Well here it is another Monday and my therapy went pretty well.  I am getting therapy on both knees (before it was just the one with the replacement knee) because all the support for most any movement involves putting all my (considerable) weight on the "good" knee which was feeling the burden.  So now it is readily apparent how far I have to go before I can walk without a walker or cane.  But I won't give up.  I wish my mother were still here, she had knee replacement done 10 years before she passed, and I wonder now that she never got out of her wheelchair, what she thought about me having the same procedure, and at what point did she give up on therapy?  I will never know.

The temperature today was a steady 60 degrees, for the third of Feb!  Before we moved here, we were  doing a look-see for N to check out his job, and the people he would be working with, while they got a look at him.  Anyway, our first night at the Holiday Inn it snowed buckets (and we were coming from San Fran), and the rental car did not have snow tires.  He called and they sent another car (while they probably thought he was being a wuss) and when they went to the first car to drive it away, it wouldn't start.  Click.  That was it.  Anyway, everyone remarked that it was their first snow that winter.  On February 5th.  It didn't make us feel any better.  Anyway, he took the job and retired 35 years later.  And we always had snow tires.  Chains even.  And we never got stuck.  Let's hear it for Subarus.

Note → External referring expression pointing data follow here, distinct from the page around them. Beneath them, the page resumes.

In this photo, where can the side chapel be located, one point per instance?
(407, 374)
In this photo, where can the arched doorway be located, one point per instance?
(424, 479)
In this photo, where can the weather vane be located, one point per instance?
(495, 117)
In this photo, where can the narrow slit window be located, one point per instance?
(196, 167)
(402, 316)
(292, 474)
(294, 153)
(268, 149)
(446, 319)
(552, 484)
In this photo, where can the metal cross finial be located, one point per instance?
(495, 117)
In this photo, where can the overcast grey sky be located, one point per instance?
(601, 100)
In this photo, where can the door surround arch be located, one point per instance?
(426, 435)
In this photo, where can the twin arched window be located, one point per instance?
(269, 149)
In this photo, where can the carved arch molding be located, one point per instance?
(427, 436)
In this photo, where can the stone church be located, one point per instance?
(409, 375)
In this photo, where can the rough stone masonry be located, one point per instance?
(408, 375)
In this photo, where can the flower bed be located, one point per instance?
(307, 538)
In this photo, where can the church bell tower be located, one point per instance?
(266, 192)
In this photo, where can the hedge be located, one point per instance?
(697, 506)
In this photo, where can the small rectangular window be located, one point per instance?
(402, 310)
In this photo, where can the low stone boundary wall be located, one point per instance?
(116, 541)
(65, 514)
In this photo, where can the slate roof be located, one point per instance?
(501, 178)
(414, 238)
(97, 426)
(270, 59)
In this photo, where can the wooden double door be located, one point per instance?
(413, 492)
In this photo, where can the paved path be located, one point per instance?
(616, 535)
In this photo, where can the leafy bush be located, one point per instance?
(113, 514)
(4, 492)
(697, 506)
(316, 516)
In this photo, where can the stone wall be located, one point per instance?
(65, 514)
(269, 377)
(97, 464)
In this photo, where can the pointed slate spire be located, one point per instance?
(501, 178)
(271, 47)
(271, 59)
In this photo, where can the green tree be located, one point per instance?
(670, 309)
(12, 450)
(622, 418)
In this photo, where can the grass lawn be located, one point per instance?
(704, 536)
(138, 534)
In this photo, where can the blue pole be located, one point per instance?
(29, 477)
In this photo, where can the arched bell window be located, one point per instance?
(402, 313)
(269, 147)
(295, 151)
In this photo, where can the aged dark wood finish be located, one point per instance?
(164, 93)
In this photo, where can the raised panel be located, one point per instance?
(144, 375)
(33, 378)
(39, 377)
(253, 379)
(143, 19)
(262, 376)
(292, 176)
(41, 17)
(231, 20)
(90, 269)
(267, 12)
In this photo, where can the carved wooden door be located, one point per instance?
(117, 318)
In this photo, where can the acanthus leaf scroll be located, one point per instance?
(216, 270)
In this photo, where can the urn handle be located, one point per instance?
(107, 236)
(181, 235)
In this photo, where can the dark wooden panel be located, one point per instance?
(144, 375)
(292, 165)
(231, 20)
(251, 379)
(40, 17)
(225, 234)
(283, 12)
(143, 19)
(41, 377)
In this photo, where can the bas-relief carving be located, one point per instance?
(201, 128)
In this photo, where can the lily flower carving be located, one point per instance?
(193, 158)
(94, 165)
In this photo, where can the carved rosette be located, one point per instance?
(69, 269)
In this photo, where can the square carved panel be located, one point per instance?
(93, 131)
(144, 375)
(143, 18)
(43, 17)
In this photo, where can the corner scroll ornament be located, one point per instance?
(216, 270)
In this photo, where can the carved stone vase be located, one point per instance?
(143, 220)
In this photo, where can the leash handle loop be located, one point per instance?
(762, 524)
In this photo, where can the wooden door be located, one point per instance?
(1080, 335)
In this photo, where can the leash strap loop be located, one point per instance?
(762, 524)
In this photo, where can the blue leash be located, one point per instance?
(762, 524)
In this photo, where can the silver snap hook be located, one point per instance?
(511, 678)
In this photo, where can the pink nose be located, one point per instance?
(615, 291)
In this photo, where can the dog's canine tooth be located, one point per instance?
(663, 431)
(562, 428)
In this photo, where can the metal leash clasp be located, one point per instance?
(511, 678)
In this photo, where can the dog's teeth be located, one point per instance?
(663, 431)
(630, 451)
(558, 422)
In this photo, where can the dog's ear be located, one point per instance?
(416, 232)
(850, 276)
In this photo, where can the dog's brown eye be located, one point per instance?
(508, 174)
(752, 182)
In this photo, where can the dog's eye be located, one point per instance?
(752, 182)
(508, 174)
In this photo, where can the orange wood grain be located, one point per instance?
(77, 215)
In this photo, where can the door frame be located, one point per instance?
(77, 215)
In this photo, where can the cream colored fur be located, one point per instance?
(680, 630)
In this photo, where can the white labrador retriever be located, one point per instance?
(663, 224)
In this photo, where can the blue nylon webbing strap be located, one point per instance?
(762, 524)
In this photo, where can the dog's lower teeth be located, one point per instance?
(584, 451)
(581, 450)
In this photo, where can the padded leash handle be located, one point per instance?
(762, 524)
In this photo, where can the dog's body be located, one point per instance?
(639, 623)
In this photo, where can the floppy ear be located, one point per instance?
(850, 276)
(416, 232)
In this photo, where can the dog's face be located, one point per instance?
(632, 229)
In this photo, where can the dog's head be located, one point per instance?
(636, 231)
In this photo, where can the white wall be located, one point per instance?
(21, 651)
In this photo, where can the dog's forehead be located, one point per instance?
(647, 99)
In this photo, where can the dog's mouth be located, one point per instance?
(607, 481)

Around here they call student tires "snow tires".  That means they still have tread.

I've given up following the election news, and I won't donate any more money either.  I just don't have that energy anymore, and I am sure, in my heart, that the miserable wretch in office will win.  My question is, after the end of his second term if he will actually leave, or will he declare some 'trumped' up emergency that he will stay to be a dictator?  And even if he does leave, will our country ever be the same?  Will the last honest person in Washington please turn out the lights when she leaves?

Who did you think I meant?  We will see.

I am too tired to go any further, so thanks for tuning in and reading this far.  Take care!